If you weren’t yet leery of Facebook overkill, the events of the past few months should have given you serious pause. First, after years of touting its amazing video engagement, Facebook suddenly admitted that it was, in essence, cooking the books on a key metric it provided to advertisers. As this recent Wall Street Journal article noted:

“For the past two years Facebook only counted video views of more than three seconds when calculating its “Average Duration of Video Viewed” metric. Video views of under three seconds were not factored in, thereby inflating the average. Facebook’s new metric, “Average Watch Time,” will reflect video views of any duration. That will replace the earlier metric.”

This admission from this past summer came as a seismic shock to the media and marketing community. According to the Journal, one ad-buying agency was told by Facebook that the average time-watched estimates for its videos were off by an astounding 60% to 80%. Some digital news media outlets, like Mashable, had essentially reorganized their entire company structure around the now-dubious premise that videos were the primary drivers of consumer engagement. Needless to say, an integrity issue of this scale is a wake-up call to anyone who uses the platform to reach consumers.

But wait, there’s more! In the midst of this, Facebook has also been facing an epidemic of fake news propagation. As the 2016 election ramped up, so too did an outbreak of sketchy Facebook sites aimed at virally dispersing phony news stories and memes into the discourse. While urban myths and crank, email forwards certainly preceded this phenomenon (as did many other iterations of myth-propagating platforms going back for generations), Facebook ubiquity incubated and accelerated these fake news pieces at an unprecedented rate.

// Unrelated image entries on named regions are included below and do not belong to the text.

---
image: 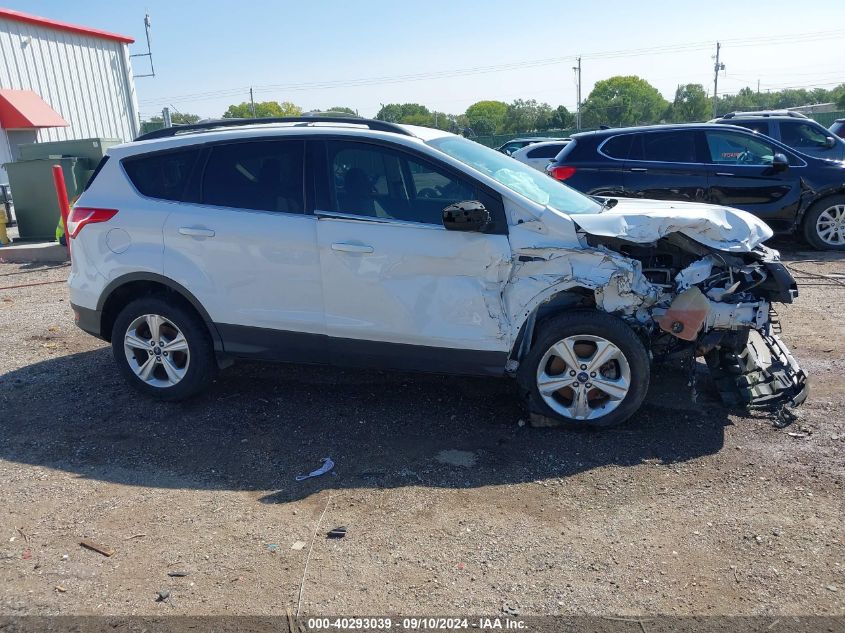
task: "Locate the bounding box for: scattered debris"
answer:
[79,539,115,556]
[296,457,334,481]
[436,449,478,468]
[326,525,346,538]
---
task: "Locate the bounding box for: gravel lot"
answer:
[0,244,845,616]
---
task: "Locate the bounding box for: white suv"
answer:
[68,117,806,426]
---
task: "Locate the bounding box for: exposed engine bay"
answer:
[587,233,808,408]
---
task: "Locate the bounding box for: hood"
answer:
[572,198,772,253]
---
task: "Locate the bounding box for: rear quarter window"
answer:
[527,143,566,158]
[601,134,634,160]
[731,121,771,136]
[123,149,200,201]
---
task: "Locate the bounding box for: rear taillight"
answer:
[67,207,117,239]
[549,165,575,180]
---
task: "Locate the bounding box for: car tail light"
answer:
[67,207,117,239]
[549,165,575,180]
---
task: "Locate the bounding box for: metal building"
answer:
[0,8,139,183]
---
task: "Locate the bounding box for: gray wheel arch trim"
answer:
[97,272,225,353]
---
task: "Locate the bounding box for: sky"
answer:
[6,0,845,119]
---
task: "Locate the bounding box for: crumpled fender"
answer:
[572,198,773,253]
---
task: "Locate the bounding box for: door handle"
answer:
[332,242,373,253]
[179,226,215,237]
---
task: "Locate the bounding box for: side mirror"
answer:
[443,200,492,231]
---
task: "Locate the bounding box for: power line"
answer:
[135,30,845,105]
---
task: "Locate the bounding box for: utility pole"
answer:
[572,55,581,132]
[713,42,725,117]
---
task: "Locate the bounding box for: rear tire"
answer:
[803,195,845,251]
[517,310,651,429]
[111,296,217,401]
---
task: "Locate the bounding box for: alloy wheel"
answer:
[537,335,631,420]
[816,204,845,246]
[123,314,191,388]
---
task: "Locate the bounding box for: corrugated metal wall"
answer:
[0,18,138,146]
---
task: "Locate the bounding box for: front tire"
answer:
[803,196,845,251]
[111,296,217,401]
[517,310,651,429]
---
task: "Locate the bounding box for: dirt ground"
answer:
[0,243,845,616]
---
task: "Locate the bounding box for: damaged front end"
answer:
[591,233,808,417]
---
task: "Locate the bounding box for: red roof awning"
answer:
[0,89,70,130]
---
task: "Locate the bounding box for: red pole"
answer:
[53,165,70,258]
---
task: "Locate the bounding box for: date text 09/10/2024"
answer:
[307,617,526,631]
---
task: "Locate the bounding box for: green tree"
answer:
[549,106,575,130]
[667,84,713,123]
[223,101,302,119]
[830,84,845,110]
[466,101,508,135]
[313,106,358,116]
[376,103,433,125]
[581,75,668,127]
[504,99,552,132]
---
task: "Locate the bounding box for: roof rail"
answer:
[135,116,414,141]
[720,110,810,119]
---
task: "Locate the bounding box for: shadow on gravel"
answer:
[0,348,730,503]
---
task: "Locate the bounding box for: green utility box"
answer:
[3,156,85,241]
[20,138,122,164]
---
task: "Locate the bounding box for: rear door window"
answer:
[780,121,829,150]
[601,134,634,160]
[641,131,698,163]
[731,121,771,136]
[202,141,305,213]
[123,149,200,201]
[328,141,479,224]
[705,130,775,165]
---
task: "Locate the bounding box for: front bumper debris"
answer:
[707,325,810,426]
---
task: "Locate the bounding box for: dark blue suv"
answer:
[547,123,845,251]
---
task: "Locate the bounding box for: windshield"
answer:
[427,136,602,214]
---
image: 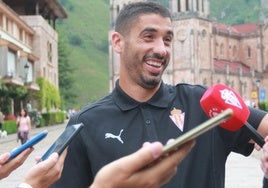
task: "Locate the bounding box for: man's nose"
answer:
[154,40,167,57]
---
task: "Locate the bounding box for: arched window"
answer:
[233,46,237,58]
[247,46,251,58]
[220,43,224,55]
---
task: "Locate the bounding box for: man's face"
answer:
[121,14,173,89]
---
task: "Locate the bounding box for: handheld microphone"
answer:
[200,84,265,147]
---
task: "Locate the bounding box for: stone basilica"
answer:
[109,0,268,105]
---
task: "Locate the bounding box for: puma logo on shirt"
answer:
[105,129,124,144]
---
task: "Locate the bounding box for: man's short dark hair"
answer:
[115,2,172,35]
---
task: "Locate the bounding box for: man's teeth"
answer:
[147,61,162,67]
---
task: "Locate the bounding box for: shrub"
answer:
[3,120,18,134]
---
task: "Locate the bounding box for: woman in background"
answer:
[17,108,31,144]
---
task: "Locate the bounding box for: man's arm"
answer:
[91,141,194,188]
[0,148,33,179]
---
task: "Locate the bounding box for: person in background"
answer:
[259,136,268,188]
[53,1,268,188]
[17,108,31,144]
[0,108,5,131]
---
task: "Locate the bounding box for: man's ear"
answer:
[112,32,124,53]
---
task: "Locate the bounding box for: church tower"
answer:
[168,0,213,85]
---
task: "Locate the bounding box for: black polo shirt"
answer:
[51,83,265,188]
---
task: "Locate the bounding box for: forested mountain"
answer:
[57,0,264,107]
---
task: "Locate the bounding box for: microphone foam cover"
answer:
[200,84,250,131]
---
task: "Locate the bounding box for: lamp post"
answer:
[24,63,30,83]
[256,79,261,106]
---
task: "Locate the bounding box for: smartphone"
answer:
[39,123,84,162]
[162,109,233,155]
[9,130,48,160]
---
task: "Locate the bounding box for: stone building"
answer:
[109,0,268,104]
[0,0,67,114]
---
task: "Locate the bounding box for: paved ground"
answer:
[0,124,263,188]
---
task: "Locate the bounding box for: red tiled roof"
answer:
[213,22,258,34]
[232,23,258,33]
[213,59,250,73]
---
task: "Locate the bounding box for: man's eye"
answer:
[145,35,153,39]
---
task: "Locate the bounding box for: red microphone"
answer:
[200,84,265,147]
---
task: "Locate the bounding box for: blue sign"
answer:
[259,89,266,101]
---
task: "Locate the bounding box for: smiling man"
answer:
[50,2,268,188]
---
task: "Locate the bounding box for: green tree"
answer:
[58,32,77,109]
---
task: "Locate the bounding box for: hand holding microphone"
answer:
[200,84,265,147]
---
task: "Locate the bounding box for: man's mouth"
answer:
[146,61,162,68]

A post-election BuzzFeed study of engagement on Facebook found a disturbing result. As Election Day approached, fake news stories about the campaign actually outperformed mainstream news articles in Facebook’s News Feed. In some cases, Potemkin ‘news’ sites that hadn’t even existed 10 months ago were enjoying Facebook traffic that surpassed the New York Times or the Washington Post.

When CEO Mark Zuckerberg was confronted with some of this data after the election, his rather dismissive response was alarming: “To think [fake news on Facebook] influenced the election in any way is a pretty crazy idea.” So, a company that routinely touts its broad audience penetration and deep connectivity to what its users want to see and know is suddenly downplaying its influence as ineffectual?

Even more disturbing, however, were reports like this Gizmodo story. It found that Facebook had known of its fake news problem since May, but failed to address it because of internal squeamishness over political sensibilities.

Facebook is disingenuously trying to have it both ways here. But it can’t proclaim to be a media or marketing company’s best partner when it comes to taking their money for content and ad deals and then duck responsibility when it fails to do its own due diligence on the content or engagement it delivers. Facebook’s integrity has taken a couple of big hits of late, and both consumers and marketers are right to be wary of the promises it makes to them.

The upshot of this is that any company or brand would be foolish to put all their marketing or outreach eggs in Facebook’s basket. That’s generally good advice about any communications platform, of course, but at times Facebook’s size and scope has seemed to defy conventional wisdom. In the end, yes, your Facebook outreach is still important, but it’s good to be reminded that Facebook should also be complementing your other social media platforms, website blog posts, email newsletters, TV/radio ads, or any direct mail/printed messaging. That’s a recipe for a more effective marketing strategy that goes beyond mere “likes.”